Advanced mobile forensics products being used to illegally extract data from mobile devices, Amnesty finds. Police and intelligence services in Serbia are using advanced mobile forensics products and previously unknown spyware to illegally surveil journalists, environmental campaigners and civil rights activists, according to a report. The report shows how mobile forensic products from the Israeli firm Cellebrite are used to unlock and extract data from individuals’ mobile devices, which are being infected with a new Android spyware system, NoviSpy. Serbian authorities are using “surveillance technology and digital repression tactics as instruments of wider state control and repression directed against civil society”, according to Dinushika Dissanayake of Amnesty International, which authored the report. Dissanayake, Amnesty’s deputy regional director for Europe, said the report showed how Cellebrite products, used by police and intelligence services worldwide, could pose “an enormous risk” to rights activists “when used outside strict legal control”. Cellebrite’s tools for law enforcement agencies and government entities allow data to be extracted from an array of devices, including recent Android and iPhone mobile phones, and can unlock them without access to the device’s passcode. NoviSpy, while less technically advanced than highly invasive spyware such as Pegasus, still lets Serbian authorities capture sensitive personal data from a target phone and allows a phone’s microphone or camera to be turned on remotely. The report documents how Serbian authorities used Cellebrite products to enable NoviSpy spyware infections of journalists’ and activists’ mobile phones, including – on at least two occasions – during police interviews.

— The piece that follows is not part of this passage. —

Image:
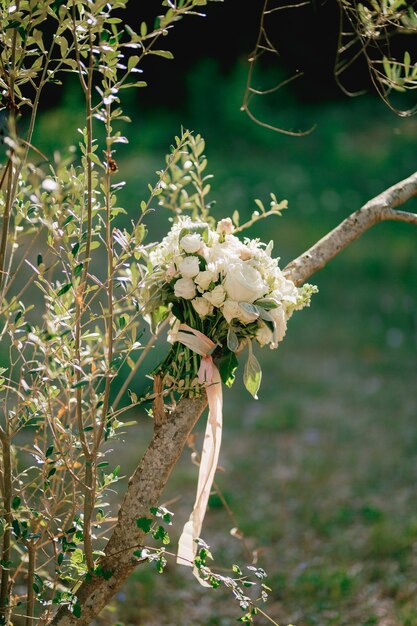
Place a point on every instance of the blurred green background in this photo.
(321, 472)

via guardian: Serbian authorities using spyware to illegally surveil activists, report finds
siehe auch: Serbia: Authorities using spyware and Cellebrite forensic extraction tools to hack journalists and activists. Serbian police and intelligence authorities are using advanced phone spyware alongside mobile phone forensic products to unlawfully target journalists, environmental activists and other individuals in a covert surveillance campaign, a new Amnesty International report has revealed. The report, “A Digital Prison”: Surveillance and the Suppression of Civil Society in Serbia,” documents how mobile forensic products made by Israeli company Cellebrite are being used to extract data from mobile devices belonging to journalists and activists. It also reveals how the Serbian police and the Security Information Agency (Bezbedonosno-informativna Agencija – BIA) have used a bespoke Android spyware system, NoviSpy, to covertly infect individuals’ devices during periods of detention or police interviews. (…) It enables the extraction of data from a wide range of mobile devices including some of the most recent Android devices and iPhone models, even without access to the device passcode. While less technically advanced than highly-invasive commercial spyware like Pegasus, NoviSpy – a previously unknown Android spyware – still provides Serbian authorities with extensive surveillance capabilities once installed on a target’s device. NoviSpy can capture sensitive personal data from a target phone and provide capabilities to turn on a phone’s microphone or camera remotely, while Cellebrite forensic tools are used to both unlock the phone prior to spyware infection and also allow the extraction of the data on a device. Critically, Amnesty International uncovered forensic evidence showing how Serbian authorities used Cellebrite products to enable NoviSpy spyware infections of activists’ phones.